Rich: Individuals often pay extra for air travel to offset the damage they are doing by travelling by air. This money is then collected for environmentally-friendly projects such as planting trees.
Jack: We spoke about food in this roleplay. One aim of game zero is to encourage more people to eat plant-based food. This is food that doesn’t come from animals.
Rowan: Eating plant-based food and not eating meat reduces your carbon footprint.
Rich: This is especially the case when the food is locally sourced. Locally sourced food means it is grown nearby - near where it is eaten.
Jack: This means there are fewer food miles attached to the food which again reduces its carbon footprint.
Rowan: Food miles is a term that is used to describe a food’s environmental impact due to transport - the more food miles attached to a product the bigger its carbon footprint.
Rich: OK, I think that is enough language for now. You can look at this vocabulary and in more detail on the Premier Skills English website. You’ll also find free activities, the transcript and a quiz to help you understand.
Jack: Right, it’s time for your task. In the roleplay, the three of us were eating plant-based meals.
Rich: Your task this week is to tell us a plant-based dish from your country that you think other listeners would like to try.
Rowan: Tell us how often, when and where you normally eat this dish and why it’s so delicious.
Jack: And tell us the ingredients we need and how to prepare this plant-based dish.
Rich: Write all your answers on the Premier Skills English website.
Rich: OK, it’s time for our football phrase. If you’ve not listened to the podcast before, every week we set our listeners a challenge. We explain a football phrase or word and you have to guess what it is.
Jack: When you know the answer, go to the podcast page on the Premier Skills English website or the review section on Apple Podcasts and write the word or phrase in the comments. If you’re correct we’ll announce your name on next week’s podcast. So what is this week’s football phrase, Rich?
Rich: This week’s football phrase is just a word and it’s a *****. Generally, this word is used to describe two of the same thing and comes from shooting – a ***** of pistols means two pistols, a ***** of birds are two birds that have been shot for food. In football, you can score a ***** - two goals in one match. Last weekend, Cristiano Ronaldo and Odsonne Edouard both got a ***** for their clubs.

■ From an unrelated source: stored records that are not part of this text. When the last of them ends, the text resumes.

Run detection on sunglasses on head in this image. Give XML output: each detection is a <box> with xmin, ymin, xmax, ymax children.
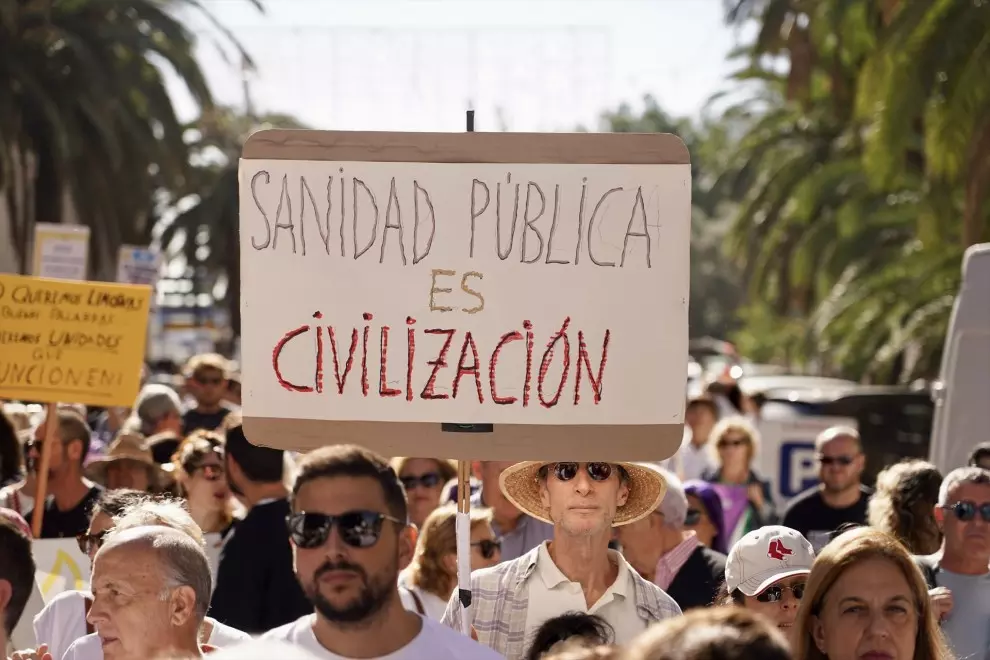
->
<box><xmin>471</xmin><ymin>538</ymin><xmax>502</xmax><ymax>559</ymax></box>
<box><xmin>719</xmin><ymin>438</ymin><xmax>748</xmax><ymax>448</ymax></box>
<box><xmin>818</xmin><ymin>454</ymin><xmax>855</xmax><ymax>467</ymax></box>
<box><xmin>400</xmin><ymin>472</ymin><xmax>442</xmax><ymax>491</ymax></box>
<box><xmin>756</xmin><ymin>582</ymin><xmax>806</xmax><ymax>603</ymax></box>
<box><xmin>287</xmin><ymin>510</ymin><xmax>404</xmax><ymax>549</ymax></box>
<box><xmin>545</xmin><ymin>462</ymin><xmax>615</xmax><ymax>482</ymax></box>
<box><xmin>944</xmin><ymin>500</ymin><xmax>990</xmax><ymax>523</ymax></box>
<box><xmin>194</xmin><ymin>374</ymin><xmax>224</xmax><ymax>385</ymax></box>
<box><xmin>77</xmin><ymin>529</ymin><xmax>110</xmax><ymax>555</ymax></box>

Jack: If you have a football phrase that you would like us to use in the podcast, just get in touch and let us know.
Rich: Before we finish we just wanted to say that we hope you found this lesson useful and we hope all of you stay fit and healthy.
Rowan: Bye for now and enjoy your football.

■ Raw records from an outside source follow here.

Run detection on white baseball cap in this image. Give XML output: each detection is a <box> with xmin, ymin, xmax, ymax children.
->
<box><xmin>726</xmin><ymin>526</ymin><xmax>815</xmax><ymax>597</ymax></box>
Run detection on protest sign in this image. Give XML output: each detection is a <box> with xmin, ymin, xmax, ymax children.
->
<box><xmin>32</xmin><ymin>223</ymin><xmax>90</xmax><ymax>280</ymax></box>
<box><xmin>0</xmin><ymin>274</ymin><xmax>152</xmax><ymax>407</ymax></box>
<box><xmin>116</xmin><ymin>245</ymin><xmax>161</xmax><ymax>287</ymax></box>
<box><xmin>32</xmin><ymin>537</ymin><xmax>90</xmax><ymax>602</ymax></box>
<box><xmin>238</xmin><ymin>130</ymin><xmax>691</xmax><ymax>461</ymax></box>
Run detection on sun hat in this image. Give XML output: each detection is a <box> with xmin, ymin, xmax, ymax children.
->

What can we do to reduce carbon emissions?
In the roleplay, Rich and Rowan have arrived at the Tottenham - Chelsea match which aims to be the world's first major carbon-neutral football match. At half-time, they go for some food and talk more about what is being done to reduce carbon emissions. Look at these sentences from the roleplay. Do you understand the words in bold?
As part of #GameZero, most of the ingredients are locally-sourced which means fewer food miles.
Any unavoidable environmental impact is offset by the football club.
I was reading the other day about the world’s biggest carbon capture machine. It’s in Iceland. It captures carbon dioxide and turns it into rock.
We should think about what we can do to stop producing so much CO2, like getting on our bikes and eating more plant-based food.
No, I'm not tired, just a bit embarrassed about going the wrong way. I’ve got my e-bike, haven’t I?
Cooking: Reducing carbon emissions
In the roleplay, Rich, Rowan and Jack ate plant-based food at Game Zero. Your task is to tell us about a delicious plant-based dish from your country.
- Tell us what it is called. What are the ingredients?
- Tell us how to cook it. What do you need to do? How long do you need to cook it?
- What does it taste like and when do you usually eat this dish?
Write all your answers in the comments section and make a guess at this week's football phrase!.